民主党が政府予算に盛り込まれた「霞が関の埋蔵金」と呼ばれる特別会計積立金の流用にいら立ちを強めている。
次期衆院選のマニフェスト(政権公約)で掲げる農家の戸別所得補償や子ども手当新設、高速道路無料化など年間約二十兆円の経費のうち、約六兆五千億円を「埋蔵金」から調達する方針。一方、政府の二〇〇八年度第二次補正予算と〇九年度予算案は、財政投融資特別会計の積立金だけで八兆円以上を充てており、民主党にとっては財源見直しが避けられない情勢だ。
民主党の細野豪志政調副会長は六日の衆院予算委員会で、〇七年に自民党の財政改革研究会が民主党の積立金活用論を「根拠のない埋蔵金伝説」と批判したことに触れ「今や民主党のプランより多くの埋蔵金を使っている」と流用に歯止めをかけるよう求めた。

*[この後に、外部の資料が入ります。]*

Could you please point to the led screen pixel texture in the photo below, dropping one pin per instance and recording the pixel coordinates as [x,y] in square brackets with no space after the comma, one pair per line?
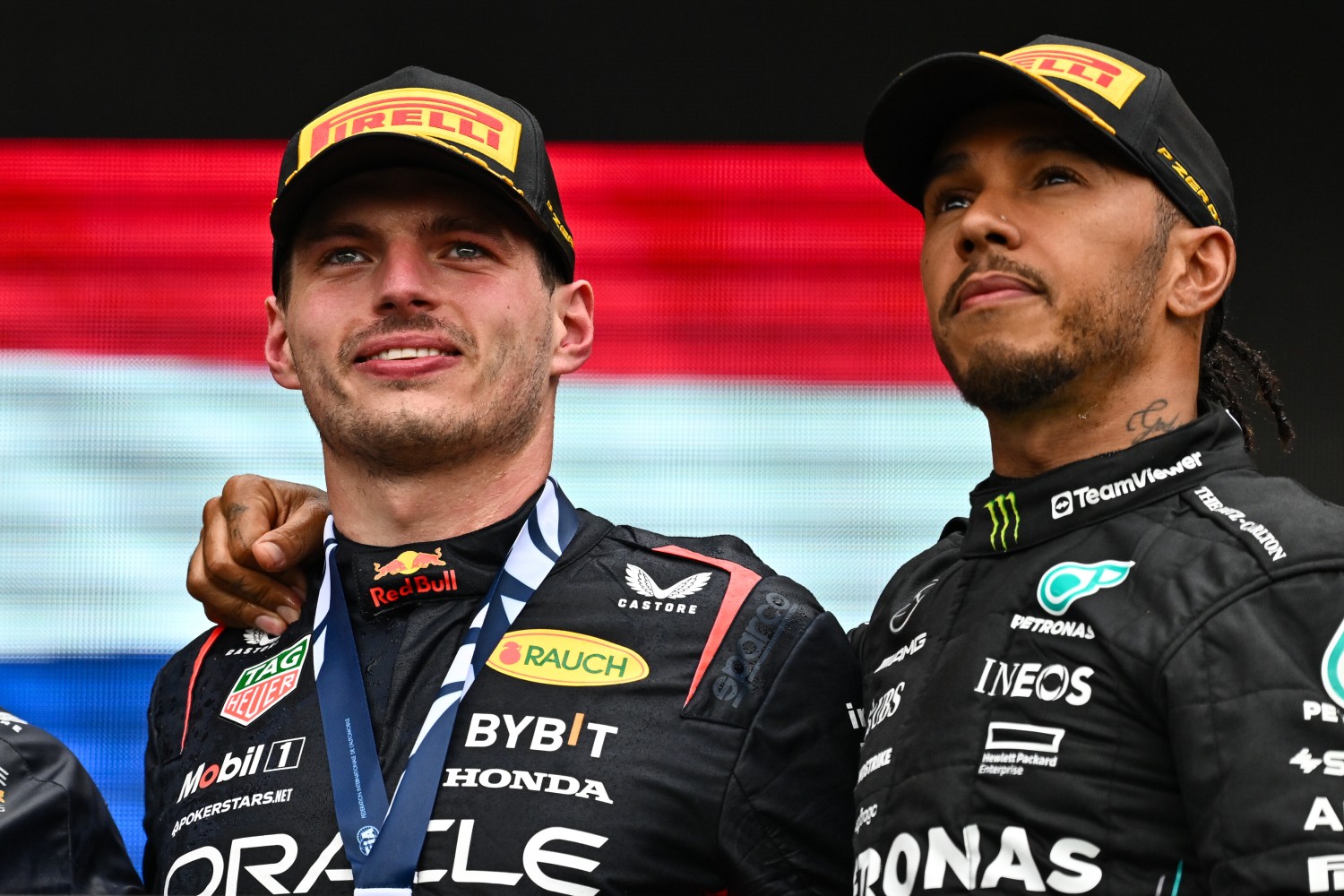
[762,368]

直嶋正行政調会長はマニフェストの財源に関し「さまざまな制度を見直せば、まだお金は出てくる」と強調するが、主要政策の財源は「ギリギリの計算」(幹部)で収支を合わせてきたのも事実だ。有力視していた外国為替資金特別会計の積立金も最近の円高で枯渇したとみられ、景気悪化による税収の大幅減が見込まれる中で新たな財源を探すのは容易ではない。
党内には「不況期に赤字国債を発行し、政策効果による税収増で借金を返すのは財政の基本」(中堅)と一時的な赤字拡大を容認する声があるが、財政健全化は民主党の旗印の一つでもある。
政調幹部は「最後は別の埋蔵金に手を付けるしかない」としており、次期衆院選をにらんで追加経済対策を検討する与党との「埋蔵金発掘競争」が激化しそうだ。